一方で、同じイライラでも、外からの情報や音をいったん減らした方が楽になる人もいます。エモーションホイールで自分の今のポジションをなんとなくイメージし、「こういう気持ちの時は、こういう聴き方が楽」という自分なりのパターンを知っておくと、音環境の選び方が少し楽になります。
3-2. 集中したいときの「遮断」と「開放」
集中したいとき、完全な静寂が向いている人もいれば、適度な環境音やBGMがあるほうが集中しやすい人もいます。

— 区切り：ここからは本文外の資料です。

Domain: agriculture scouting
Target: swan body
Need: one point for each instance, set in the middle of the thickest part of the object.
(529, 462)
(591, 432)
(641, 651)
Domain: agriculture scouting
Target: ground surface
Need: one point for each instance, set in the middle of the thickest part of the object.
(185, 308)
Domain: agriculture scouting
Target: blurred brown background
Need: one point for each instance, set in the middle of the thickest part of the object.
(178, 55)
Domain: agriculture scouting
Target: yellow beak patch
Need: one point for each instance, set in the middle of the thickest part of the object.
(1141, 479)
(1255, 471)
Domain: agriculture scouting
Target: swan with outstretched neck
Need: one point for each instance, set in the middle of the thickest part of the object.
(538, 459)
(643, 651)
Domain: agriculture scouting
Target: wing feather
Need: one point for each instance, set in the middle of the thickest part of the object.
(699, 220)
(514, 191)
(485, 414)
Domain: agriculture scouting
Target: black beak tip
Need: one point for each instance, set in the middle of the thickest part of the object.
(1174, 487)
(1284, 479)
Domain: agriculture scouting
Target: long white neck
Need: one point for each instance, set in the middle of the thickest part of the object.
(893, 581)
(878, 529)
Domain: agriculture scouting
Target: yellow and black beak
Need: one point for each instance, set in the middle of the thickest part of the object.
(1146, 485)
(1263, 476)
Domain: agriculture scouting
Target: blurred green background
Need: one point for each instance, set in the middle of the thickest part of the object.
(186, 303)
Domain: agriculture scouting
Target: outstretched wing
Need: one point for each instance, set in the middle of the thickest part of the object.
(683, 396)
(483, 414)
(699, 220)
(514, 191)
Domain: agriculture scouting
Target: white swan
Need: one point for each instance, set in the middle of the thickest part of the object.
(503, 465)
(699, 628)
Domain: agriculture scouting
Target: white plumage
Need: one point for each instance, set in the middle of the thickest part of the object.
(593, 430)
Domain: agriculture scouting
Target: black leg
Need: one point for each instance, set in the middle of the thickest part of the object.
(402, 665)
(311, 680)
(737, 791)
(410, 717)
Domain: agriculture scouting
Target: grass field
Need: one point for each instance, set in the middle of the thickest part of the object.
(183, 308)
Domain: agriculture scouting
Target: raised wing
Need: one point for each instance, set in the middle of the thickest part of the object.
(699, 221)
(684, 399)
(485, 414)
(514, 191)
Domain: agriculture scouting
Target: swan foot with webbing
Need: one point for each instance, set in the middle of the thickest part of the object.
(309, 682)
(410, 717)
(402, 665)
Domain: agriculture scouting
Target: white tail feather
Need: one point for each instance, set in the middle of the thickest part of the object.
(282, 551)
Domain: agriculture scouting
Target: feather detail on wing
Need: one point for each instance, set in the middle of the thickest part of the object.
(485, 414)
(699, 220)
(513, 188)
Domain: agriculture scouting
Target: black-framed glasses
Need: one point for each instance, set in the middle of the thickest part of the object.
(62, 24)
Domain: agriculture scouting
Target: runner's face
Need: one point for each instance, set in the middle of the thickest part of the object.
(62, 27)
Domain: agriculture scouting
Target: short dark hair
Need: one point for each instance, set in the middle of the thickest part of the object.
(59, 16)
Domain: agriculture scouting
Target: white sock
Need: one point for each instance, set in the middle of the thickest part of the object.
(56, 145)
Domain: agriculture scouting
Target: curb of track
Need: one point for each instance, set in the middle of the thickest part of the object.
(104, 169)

エモーションホイール上で、期待や興味、好奇心に近いゾーンにいるときは、多少のざわめきがむしろ心地よく感じられることもあります。
「集中=静かでなければならない」と決めつけるのではなく、「自分が集中しやすい音の状態はどれか」を試しながら探ってみることが大切です。その日の感情によっても、心地よい聴こえ方は変わっていきます。
3-3. イヤホンは感情を変える道具ではないが、選択肢にはなる
イヤホンそのものが感情を直接整えるわけではありませんが、「今の自分にとってどんな聴こえ方が楽か」を選ぶための手がかりにはなります。エモーションホイールで感情の位置をおおまかに捉え、気持ちに合う音との距離感を意識してみる。そうした視点をひとつ持っておくだけでも、イヤホンの使い方は少し変わっていきます。
4. 感情に寄り添うリスニング環境という考え方
エモーションホイールが示すように、私たちの感情は一つの方向ではなく、日によって大きく揺れ動きます。同じ“疲れ”でも、不安に寄っている日もあれば、怒り寄りの日もある。その揺らぎに合わせて、心地よい音との距離感も自然と変わります。
Shokzが提案してきた、耳をふさがないオープンイヤーイヤホン製品の数々は、この“感情の揺らぎ”と相性が良い側面があります。耳を塞がないことで生活音が入り、世界とのつながりを保ちながら自分の音も楽しめる──その開放性が、感情の幅を狭めすぎない環境づくりにつながることがあります。
たとえば、不安や緊張が強い“恐れ”寄りのゾーンでは、外音が聞こえるほうが安心できる人がいます。逆に、期待や興味が高まっている“前向き”寄りの日には、軽く音楽を流しながら外の気配も感じられるほうが、気持ちの流れが整いやすいこともあります。
快適性と音質を両立させた「OpenFit 2+」の安定した使用感や、「音楽をアクセサリーに。」を合言葉とする「OpenDots ONE」の気軽で新しい音楽体験は、そうした「気持ちの揺れに寄り添う音」を考える選択肢になり得ます。
エモーションホイールで感情の位置を見つめ直しながら、音との接し方やそれをサポートするためのイヤホンを選ぶこと。そのひとつひとつのアクションに、私たちShokzは寄り添います。

5. まとめ:感情を知ることは、自分に合う「音との距離」を知ること
エモーションホイールは、自分の感情を細かく分析するためのものではなく、「今、自分はこのあたりにいるのかもしれない」と気づくための地図です。その地図を手がかりにしながら、音との距離感を選び直してみると、日常の過ごし方も少し変わってきます。
耳をふさぎたい日もあれば、開けておきたい日もある。静かな音がしっくりくる日もあれば、生活音と音楽をいっしょに受け取りたい日もあるでしょう。自分の感情の位置と、心地よい聴こえ方をゆるやかに結びつけておくことで、毎日の小さなストレスを和らげるヒントが見えてきます。
エモーションホイールで自分の気持ちをそっと見つめ直しながら、「今日はどんな音との距離が楽か」を選んでみる。そんな小さな工夫が、在宅時間や通勤時間を、少しだけ自分にやさしい時間に変えてくれるはずです。